[ubuntu-studio-users] Ubuntu 14.04 ---> 14.10
Henry W. Peters
hwpeters at jamadots.com
Sun May 31 21:22:11 UTC 2015
On 05/28/2015 05:07 AM, Ralf Mardorf wrote:
> On Thu, 28 May 2015 09:50:43 +0200, Kaj Ailomaa wrote:
>> Disabling the PPAs after completing an upgrade (which the user might
>> have done succesfully, or might not have) could do just as much harm as
>> good. Disabling them will not remove software from your system after
>> doing a standard update. It will however stop you from updating any
>> faulty packages that you got from the PPA last time.
> The OP should disable PPAs before updating, so at least newer versions
> of core components from the official repositories will replace outdated
> core components from official and PPA repositories by the new versions
> from the official repositories. If the OP already has got versions
> installed from a PPA that are newer than those from of official
> repositories, then the OP needs to reinstall core components while the
> PPAs are disabled. In my first mail I mentioned that disabling PPAs has
> to be done before running the apt commands.
>
> Since the OP already made an upgrade to a new release, PPAs already
> might have caused issues, so to help the OP, we need to wait for posted
> messages, the OP gets when trying to follow your and/or my advices.
> However, disabling PPAs is needed, otherwise we might be unable to help
> the OP.
>
> Assumed the OP already should have installed a broken kernel from a PPA
> that is newer then the official kernel, then the OP needs to reinstall
> the meta packages for the kernel the OP does use, e.g.
> linux-lowlatency
> linux-headers-lowlatency
> or what ever the OP is using.
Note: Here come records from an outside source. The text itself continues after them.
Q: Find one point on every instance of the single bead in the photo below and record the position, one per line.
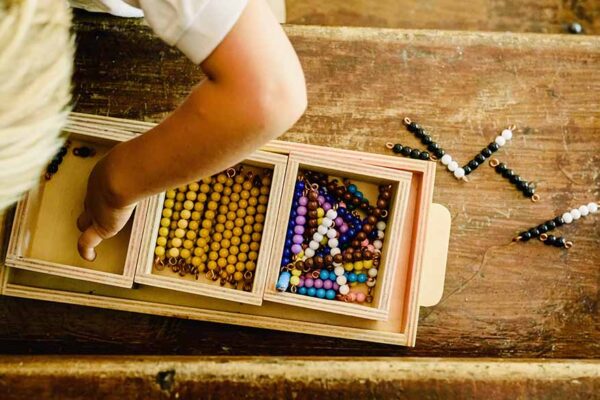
(413, 127)
(439, 153)
(559, 221)
(575, 214)
(360, 297)
(446, 159)
(500, 141)
(433, 147)
(567, 218)
(344, 289)
(493, 147)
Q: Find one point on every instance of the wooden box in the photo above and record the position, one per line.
(363, 174)
(45, 240)
(418, 279)
(148, 274)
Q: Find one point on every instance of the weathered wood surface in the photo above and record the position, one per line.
(500, 299)
(542, 16)
(298, 378)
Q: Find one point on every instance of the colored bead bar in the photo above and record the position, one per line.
(551, 240)
(527, 188)
(214, 227)
(52, 167)
(439, 153)
(566, 218)
(338, 254)
(408, 152)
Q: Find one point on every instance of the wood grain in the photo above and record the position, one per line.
(299, 378)
(501, 299)
(542, 16)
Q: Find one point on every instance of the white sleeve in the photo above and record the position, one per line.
(196, 27)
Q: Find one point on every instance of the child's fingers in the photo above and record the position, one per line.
(84, 221)
(88, 240)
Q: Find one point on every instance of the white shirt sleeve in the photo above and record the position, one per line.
(196, 27)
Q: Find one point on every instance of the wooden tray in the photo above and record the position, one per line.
(422, 249)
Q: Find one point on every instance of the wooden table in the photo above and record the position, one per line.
(544, 16)
(501, 299)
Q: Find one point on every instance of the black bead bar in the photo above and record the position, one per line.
(551, 240)
(539, 230)
(420, 134)
(408, 151)
(527, 188)
(481, 157)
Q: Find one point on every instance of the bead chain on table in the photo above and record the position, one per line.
(441, 155)
(328, 249)
(566, 218)
(527, 188)
(215, 225)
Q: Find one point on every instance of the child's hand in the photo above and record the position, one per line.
(102, 217)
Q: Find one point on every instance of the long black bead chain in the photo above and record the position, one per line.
(536, 231)
(527, 188)
(490, 149)
(551, 240)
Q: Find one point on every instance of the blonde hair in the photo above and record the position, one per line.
(36, 63)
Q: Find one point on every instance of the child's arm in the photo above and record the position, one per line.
(254, 92)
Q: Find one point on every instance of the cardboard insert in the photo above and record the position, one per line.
(44, 235)
(149, 274)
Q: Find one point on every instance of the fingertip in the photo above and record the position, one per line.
(83, 221)
(87, 242)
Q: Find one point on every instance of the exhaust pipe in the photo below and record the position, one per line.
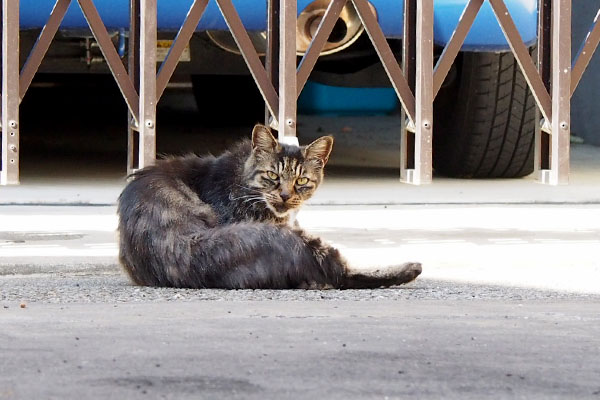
(346, 31)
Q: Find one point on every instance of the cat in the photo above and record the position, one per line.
(228, 222)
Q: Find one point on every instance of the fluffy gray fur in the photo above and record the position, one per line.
(227, 222)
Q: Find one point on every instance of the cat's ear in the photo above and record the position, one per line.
(262, 139)
(320, 149)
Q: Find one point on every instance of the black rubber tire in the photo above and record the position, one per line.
(485, 120)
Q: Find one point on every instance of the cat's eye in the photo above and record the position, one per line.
(302, 181)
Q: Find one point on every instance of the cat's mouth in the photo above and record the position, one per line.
(279, 209)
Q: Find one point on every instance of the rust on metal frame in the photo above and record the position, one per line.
(386, 56)
(181, 40)
(272, 55)
(407, 137)
(42, 44)
(542, 138)
(523, 58)
(147, 77)
(9, 175)
(423, 94)
(287, 71)
(250, 55)
(588, 47)
(133, 67)
(318, 42)
(456, 41)
(561, 93)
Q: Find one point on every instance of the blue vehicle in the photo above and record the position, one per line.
(485, 114)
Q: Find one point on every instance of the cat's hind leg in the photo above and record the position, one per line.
(382, 277)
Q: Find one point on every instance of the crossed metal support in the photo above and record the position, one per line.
(415, 79)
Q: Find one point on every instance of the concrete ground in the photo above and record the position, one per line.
(508, 305)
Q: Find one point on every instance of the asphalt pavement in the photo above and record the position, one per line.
(507, 306)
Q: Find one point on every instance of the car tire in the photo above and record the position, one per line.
(485, 119)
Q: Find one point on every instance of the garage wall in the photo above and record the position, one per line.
(586, 100)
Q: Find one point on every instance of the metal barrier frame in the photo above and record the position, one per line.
(281, 80)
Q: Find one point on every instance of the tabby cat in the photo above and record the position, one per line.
(228, 222)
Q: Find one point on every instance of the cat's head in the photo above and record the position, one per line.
(285, 176)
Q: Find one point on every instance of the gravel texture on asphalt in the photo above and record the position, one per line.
(114, 287)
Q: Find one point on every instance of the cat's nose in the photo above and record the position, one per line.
(284, 196)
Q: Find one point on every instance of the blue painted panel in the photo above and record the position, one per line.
(485, 34)
(171, 14)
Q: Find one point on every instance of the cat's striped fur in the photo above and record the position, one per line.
(226, 222)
There might be the need to care about
> other core components too. If applications are broken is unimportant at
> the moment, first we need to get rid of the kernel panic.
>
> The OP should consider to backup the broken install before tryinmg to
> fix it!
Hi All,
More than one way to pet a cat...
I did a fresh install of 14.04 on a different hard drive... & then
upgraded to 14.10... Works, so far. I was then able to access my bad
install of 14.10 (the relevant data files), & copy them over.
I think this is mostly a lazy person's way to solve problems... (i.e.,
didn't have risk learning how to fix problems using terminal, etc.) but
being rather busy trying to do what I do (beside trying to be able to
use the computer), I went for it.
Oh well, as the poet said: "How can you learn less?" :))
Thanks for help & suggestions... Always encouraging to know there are
those willing to lend a hand, in these regards.